MAKING the wrong decision could leave more than a million workers without enough money to live on in the aftermath of sweeping new pension reforms, reports SARAH O’GRADY
As many as 1.4 million older people in England have little or no understanding of how the pension freedoms will affect them. And if they make the wrong decision about what to do with their money, they face a poverty-stricken retirement finance experts warn.
From April 6, people over 55 will no longer be required to buy a retirement annuity – a guaranteed income for life – with their pension pot. Those in a ‘defined contribution’ (DC) scheme will be able to access their money in one lump sum if they want to or draw it down when they need to.
But a new study examined how choices made on retirement today would impact on the amount of income a saver might receive over the next 30 years. There are fears the reforms will lead to some being reckless and blowing the lot on a Lamborghini, as Pensions Minister Steve Webb famously suggested.
There are also risks that people will do nothing in the face of complexity, putting money in high-risk investments, or taking out their money and putting it in a low interest bank account.
However the ILC-UK report, sponsored by Aviva, found the much-criticised annuity system offers people the most financial security.

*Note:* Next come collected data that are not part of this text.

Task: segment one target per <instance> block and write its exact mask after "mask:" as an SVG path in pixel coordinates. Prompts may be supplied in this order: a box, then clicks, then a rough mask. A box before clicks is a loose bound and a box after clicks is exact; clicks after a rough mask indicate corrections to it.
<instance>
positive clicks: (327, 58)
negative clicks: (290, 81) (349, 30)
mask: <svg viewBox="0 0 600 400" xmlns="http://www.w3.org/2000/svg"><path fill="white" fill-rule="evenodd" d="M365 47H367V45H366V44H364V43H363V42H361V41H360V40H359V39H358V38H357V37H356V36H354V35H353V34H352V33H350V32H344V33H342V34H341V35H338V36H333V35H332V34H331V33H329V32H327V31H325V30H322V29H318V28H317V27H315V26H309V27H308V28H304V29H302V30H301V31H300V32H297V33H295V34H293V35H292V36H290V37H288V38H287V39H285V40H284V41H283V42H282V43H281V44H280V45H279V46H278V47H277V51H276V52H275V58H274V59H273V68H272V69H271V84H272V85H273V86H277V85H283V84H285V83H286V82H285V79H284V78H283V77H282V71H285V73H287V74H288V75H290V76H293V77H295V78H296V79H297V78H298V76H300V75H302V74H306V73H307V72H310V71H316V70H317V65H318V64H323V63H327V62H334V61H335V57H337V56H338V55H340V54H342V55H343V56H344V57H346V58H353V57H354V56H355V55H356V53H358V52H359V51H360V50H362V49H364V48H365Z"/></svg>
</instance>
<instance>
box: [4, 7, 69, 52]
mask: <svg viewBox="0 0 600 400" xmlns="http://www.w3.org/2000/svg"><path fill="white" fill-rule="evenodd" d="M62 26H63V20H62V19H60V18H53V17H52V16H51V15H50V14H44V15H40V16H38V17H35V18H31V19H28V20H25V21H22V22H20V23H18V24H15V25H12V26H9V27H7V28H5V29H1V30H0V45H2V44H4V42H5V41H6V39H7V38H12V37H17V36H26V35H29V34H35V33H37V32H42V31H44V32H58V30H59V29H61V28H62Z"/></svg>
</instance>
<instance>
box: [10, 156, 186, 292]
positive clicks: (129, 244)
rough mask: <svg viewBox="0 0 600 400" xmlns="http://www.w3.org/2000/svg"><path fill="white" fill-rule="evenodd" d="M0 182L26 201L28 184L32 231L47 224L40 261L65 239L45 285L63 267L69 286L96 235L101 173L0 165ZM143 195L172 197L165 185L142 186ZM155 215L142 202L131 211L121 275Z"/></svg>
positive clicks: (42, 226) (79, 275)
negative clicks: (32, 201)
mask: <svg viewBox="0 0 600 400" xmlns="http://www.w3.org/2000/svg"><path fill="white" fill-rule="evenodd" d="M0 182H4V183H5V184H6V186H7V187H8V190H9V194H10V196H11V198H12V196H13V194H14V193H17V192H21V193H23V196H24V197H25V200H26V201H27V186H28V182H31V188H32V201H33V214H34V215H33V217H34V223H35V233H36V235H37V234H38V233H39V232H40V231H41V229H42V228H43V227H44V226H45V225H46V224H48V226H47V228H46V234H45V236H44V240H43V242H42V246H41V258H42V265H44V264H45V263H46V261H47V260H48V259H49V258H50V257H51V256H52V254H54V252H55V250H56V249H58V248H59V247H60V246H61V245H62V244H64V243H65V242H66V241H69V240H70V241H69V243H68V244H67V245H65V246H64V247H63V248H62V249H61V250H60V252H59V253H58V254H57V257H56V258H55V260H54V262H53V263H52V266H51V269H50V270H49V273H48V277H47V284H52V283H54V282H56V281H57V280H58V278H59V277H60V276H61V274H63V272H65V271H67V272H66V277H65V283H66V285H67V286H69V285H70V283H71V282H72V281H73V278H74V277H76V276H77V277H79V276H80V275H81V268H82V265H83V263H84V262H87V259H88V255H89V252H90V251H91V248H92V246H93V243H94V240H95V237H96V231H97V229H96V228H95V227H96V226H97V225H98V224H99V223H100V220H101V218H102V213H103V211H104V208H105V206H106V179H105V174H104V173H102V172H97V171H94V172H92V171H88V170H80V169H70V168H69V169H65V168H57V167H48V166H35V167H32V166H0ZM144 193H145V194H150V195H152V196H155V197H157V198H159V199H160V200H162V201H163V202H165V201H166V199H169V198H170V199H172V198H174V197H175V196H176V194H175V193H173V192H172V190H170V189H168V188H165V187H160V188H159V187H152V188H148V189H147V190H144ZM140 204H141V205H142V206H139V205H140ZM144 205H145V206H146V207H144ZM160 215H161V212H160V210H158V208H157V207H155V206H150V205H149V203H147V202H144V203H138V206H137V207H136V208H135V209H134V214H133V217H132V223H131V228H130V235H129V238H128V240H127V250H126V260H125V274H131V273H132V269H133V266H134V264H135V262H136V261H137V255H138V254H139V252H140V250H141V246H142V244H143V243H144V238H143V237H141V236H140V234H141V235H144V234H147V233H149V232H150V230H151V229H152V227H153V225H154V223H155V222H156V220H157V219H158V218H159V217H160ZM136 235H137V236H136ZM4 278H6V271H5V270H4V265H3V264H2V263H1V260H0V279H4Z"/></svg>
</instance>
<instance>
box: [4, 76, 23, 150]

Andrew Tully, pensions technical director at MGM Advantage, said: “It’s well known that people are not saving anywhere near enough for their retirement, and this is coupled with improving life expectancy, meaning many people will have to face up to some tough decisions in the future.
“There is no easy answer, but people must realise their retirement could easily last 20 years or more. With the unprecedented flexibility being introduced around pensions in April, the choices have become far more complex.
“That said, annuities will continue to offer the security and peace of mind from a guaranteed lifetime income.”
Even if savers do decide to buy an annuity, which have been attacked for offering very poor value for money over the past few years, 1.1 million have not saved enough to get a decent income unless they receive additional pensioner benefits or have assets like property or other savings.
The report – Here Today, Gone Tomorrow – used data from the English Longitudinal Study of Ageing and found that people are underestimating their life expectancy by upwards of four years.
If they decide to take their pension pot in one lump sum and live off it, there is a “real possibility” they will run out of money, the study found. Report author and ILC-UK senior research fellow Ben Franklin said: “Annuities are generally misunderstood and the group who stand to lose the most from spending everything too early, also score relatively poorly on financial capability, making them particularly susceptible to poor decision making.
“Without the appropriate support including a new default strategy, these individuals could end up significantly worse off in retirement.”
However pension expert Alan Higham, of Fidelity Investments, said the report did not examine another option available to pensioners. “An annuity does ensure that you can’t run out of money but it comes at a hefty cost,” he said.
“Using your private pension to defer taking your State pension for as long as you can gives a much higher secure income than buying an annuity so it is wrong to say the annuity is the only route.”
*Pension savers have been urged to ‘scamproof’ their savings by The Pensions Regulator ahead of next month’s changes. The Regulator has refreshed its “scorpion” campaign to alert retirement savers and pension scheme trustees to the risks of people being tricked by out of their money by cold calls and texts promising a “free pension review” or mentioning a “legal loophole”.